Here’s why it could be a good time to invest in these little-known niobium stocks
Link copied to
Niobium doesn’t often crop up in conversation, but this rarely-talked-about metal has strong prospects.
The majority of niobium — about 90 per cent of world production — is used in the making of high-strength, low alloy steel (HSLA).
Ferroniobium — an alloy of iron and niobium and the main agent used for HSLA steel — is in high demand says consultant Roskill.
Roskill estimates world production of crude steel in 2017 was 1.63 billion tonnes, but only a small percentage was HSLA steel.
The addition of ferroniobium to steel has performance and cost benefits and is only a minor contributor to cost.
“Demand for ferroniobium is not going to fall over time; it can only increase,” Roskill noted.
The ferroniobium price does not generally move sharply and Roskill does not expect it to rise above $US40 ($52) per kilogram before 2024. However, steelmakers are anticipating an increase this year.
Shortage of production
There are only three mines in the world that currently produce niobium as their primary product and there have been no new mines brought into production since the mid-1970s.
There are just two ASX-listed juniors that are looking primarily for niobium and there are 20 others who have projects that host niobium among other commodities, mostly lithium and tantalum.
Cradle Resources (ASX:CXX) has a 50 per cent stake in the Panda Hill niobium project in Tanzania, which it is working to move towards financing and construction.
The company has been in talks with the Tanzanian government to clarify the uncertainty surrounding new mining legislation.
Globe Metals & Mining (ASX:GBE), meanwhile, recently restarted work on a feasibility study at its Kanyika niobium project in Malawi.
Since late 2015, Globe had been looking at opportunities outside the mining sector and was particularly interested in making its foray into the agricultural and food and beverage sectors.
But a brighter outlook for niobium prompted the company to revisit its Malawi project.
US wants more
Niobium is classified as a strategic metal by the US, with usage growth estimated to be 25 per cent over the next six years.
The Americas are the largest users of ferroniobium in steel, followed by Europe and Japan.
China, which is currently not a big consumer of ferroniobium, also presents an opportunity, particularly as it has no niobium deposits of its own.
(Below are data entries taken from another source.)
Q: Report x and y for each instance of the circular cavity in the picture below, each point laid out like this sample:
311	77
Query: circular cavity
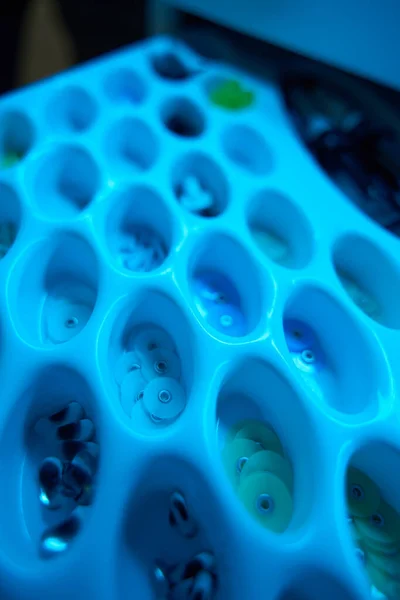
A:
47	473
376	528
124	85
139	230
10	218
183	117
131	146
200	185
280	229
368	275
247	412
350	378
64	180
59	275
170	66
165	396
247	149
72	109
71	322
16	138
228	300
229	94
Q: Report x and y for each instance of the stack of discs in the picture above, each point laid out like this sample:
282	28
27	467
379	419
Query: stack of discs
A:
260	473
375	527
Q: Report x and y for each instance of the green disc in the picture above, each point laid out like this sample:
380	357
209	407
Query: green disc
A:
389	564
270	462
383	526
268	500
235	455
261	433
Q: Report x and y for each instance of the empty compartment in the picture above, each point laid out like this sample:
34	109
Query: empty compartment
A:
50	472
367	274
171	65
200	185
139	230
314	585
247	149
125	86
372	496
150	362
230	94
267	447
10	218
183	117
189	552
16	138
333	355
54	289
72	109
64	180
131	146
228	299
280	230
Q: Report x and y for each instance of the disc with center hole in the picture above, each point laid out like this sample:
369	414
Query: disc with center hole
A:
132	389
161	363
270	462
385	584
259	432
227	319
164	399
127	362
386	563
150	338
268	500
234	456
385	530
362	494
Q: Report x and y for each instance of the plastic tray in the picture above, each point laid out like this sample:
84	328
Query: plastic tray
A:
101	154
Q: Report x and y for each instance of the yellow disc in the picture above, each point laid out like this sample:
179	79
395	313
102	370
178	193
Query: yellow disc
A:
389	564
270	462
261	433
267	498
383	526
385	584
235	455
363	495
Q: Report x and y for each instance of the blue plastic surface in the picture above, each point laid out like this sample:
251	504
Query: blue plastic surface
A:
161	322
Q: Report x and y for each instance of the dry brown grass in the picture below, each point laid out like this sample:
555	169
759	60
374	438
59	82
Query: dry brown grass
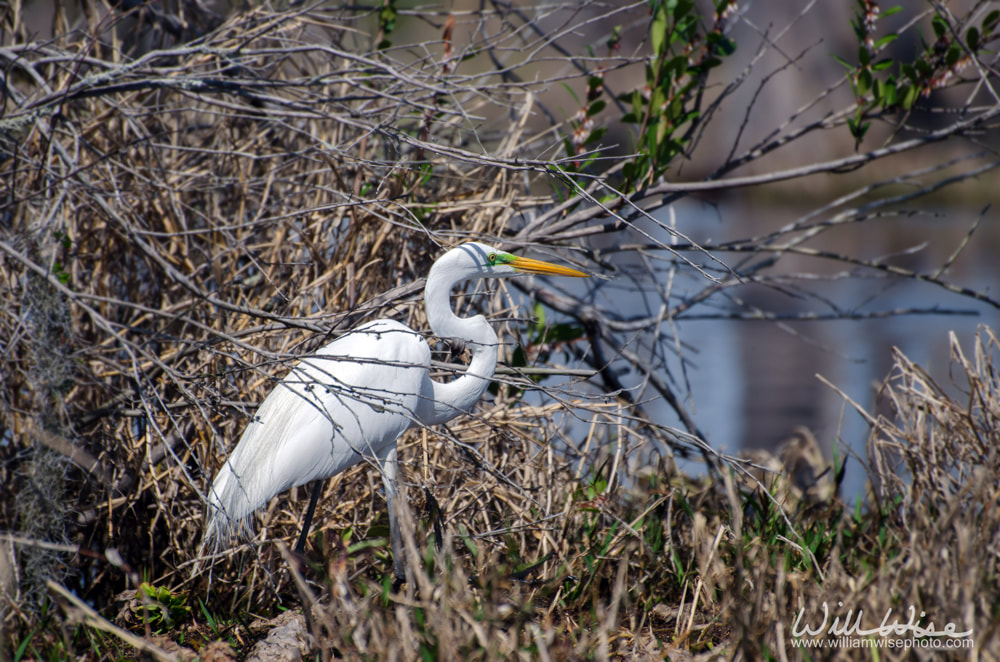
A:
178	226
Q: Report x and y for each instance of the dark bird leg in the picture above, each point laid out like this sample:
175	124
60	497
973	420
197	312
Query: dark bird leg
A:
390	466
300	546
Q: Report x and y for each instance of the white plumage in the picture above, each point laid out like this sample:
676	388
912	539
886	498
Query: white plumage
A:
354	397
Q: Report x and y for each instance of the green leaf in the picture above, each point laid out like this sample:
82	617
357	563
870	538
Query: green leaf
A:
953	56
864	81
972	38
940	26
658	31
886	40
891	94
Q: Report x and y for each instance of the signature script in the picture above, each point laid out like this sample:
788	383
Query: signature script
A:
851	625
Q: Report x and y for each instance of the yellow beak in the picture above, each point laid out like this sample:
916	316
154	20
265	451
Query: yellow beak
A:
527	265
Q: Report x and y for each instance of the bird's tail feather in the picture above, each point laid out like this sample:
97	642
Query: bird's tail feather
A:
230	509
“It is reasonable to expect HSLA usage to grow, particularly in countries where intensity of ferroniobium use is well below the world average,” Roskill noted.
The current global market is worth around $3 billion per annum, or three times the graphite market.
Good for electric vehicles
Niobium also has a role to play in the electric vehicle market.
Toshiba revealed in October last year that niobium-titanium used in lithium rechargeable batteries boosts the driving range of electric vehicles to 320km on 6-minute, ultra-rapid recharge.
According to the Japanese heavyweight, that is triple that possible with current lithium-ion batteries.
Car makers are on the verge of mass market production of electric cars, according to a new report from consultant McKinsey.
More than 100 new electric vehicle models are expected to be launched by 2024, which could see electric vehicle sales account for 30 to 35 per cent of passenger vehicle sales in major markets like China, Europe and the US by 2030. Electric vehicles only accounted for about 1 per cent of the market in 2017.
Increasing the range of electric vehicles is a key to them gaining market share, according to McKinsey.